At least two people were killed Monday and 30 others were wounded in clashes in southern Yemen, as thousands gathered to celebrate the second anniversary of the uprising that forced president Ali Abdullah Saleh out of his 33-year grip on power, DPA reported.
The clashes which erupted in the southern seaport city of Aden pitted members of the Yemeni Congregation for Reform (Islah Party) against others who belong to the separatist Movement for the Independence of Southern Yemen.
A major issue dividing them was the proper month to commemorate the uprisings of 2011. Some groups wanted the commemoration to happen Monday, while others felt it should have been in January.

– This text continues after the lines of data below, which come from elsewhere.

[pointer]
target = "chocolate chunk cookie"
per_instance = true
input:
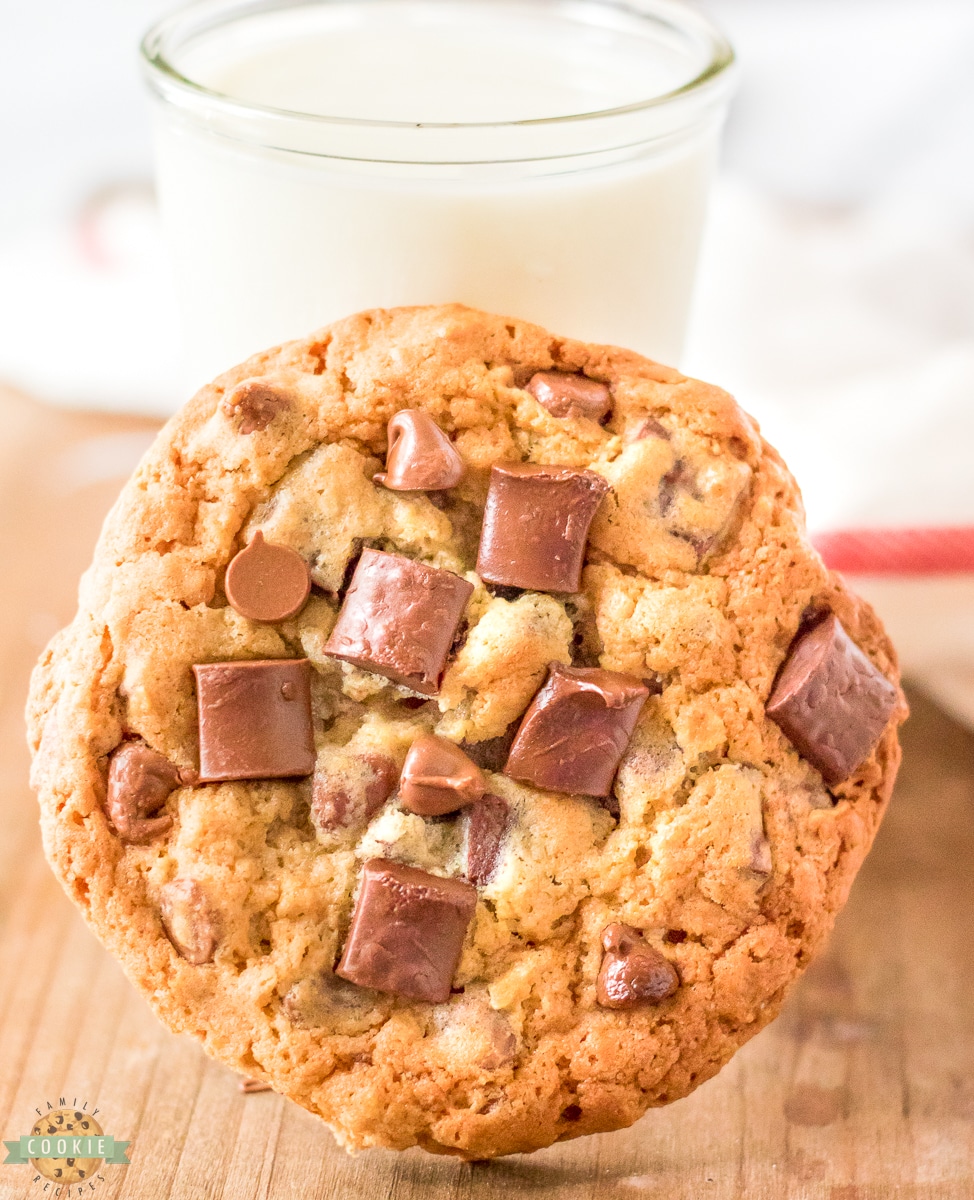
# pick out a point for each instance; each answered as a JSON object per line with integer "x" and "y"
{"x": 460, "y": 733}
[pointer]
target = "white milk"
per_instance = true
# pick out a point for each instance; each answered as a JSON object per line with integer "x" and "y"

The Doha-based Al Jazeera quoted Yemeni officials as saying that at least two people were killed, including a 12-year-old girl, and 30 others were wounded during the clashes. The protesters were using the day of commemoration to express how much was still left to be done after the Yemeni uprising.
Rallies across Yemen were organized by the Committee of the Youth Revolution, which considers February 11, 2011 the day the uprising against Saleh's rule started.
Other demonstrations in Yemen had begun in January 2011, and occurred simultaneously with the Egyptian uprising.
The Committee in a statement urged the current government to look after the families of the "martyrs" and "complete the treatment for the wounded."
The Committee's statement which was carried by Mareb News Agency, vowed to the continue the revolution until all its goals are achieved.
The agency said fireworks lit the skies over the capital and other cities which were celebrating the anniversary.
Yemen's Prime Minister Mohammed Salem Basindwa said that February 11, when the peaceful youth revolution erupted in 2011, is "a historic day for all Yemenis."
The premier, who was quoted by Yemen's News Agency, SABA, voiced his confidence that "the revolution, for which youths have sacrificed their lives, will move forward until full change is achieved."
Saleh agreed in November 2011 to leave power after a Gulf-brokered initiative backed by the United Nations was reached. The deal granted Saleh and his aides immunity from prosecution.
On February 6, Yemeni President Abdrabo Mansour Hadi announced that he has set March 18 as the date to hold a national dialogue, in a move aimed at pushing forward the process of political transition in the country, state media reported.
The dialogue is aimed at drafting a new constitution and an electoral legislation for the 2014 elections in Yemen.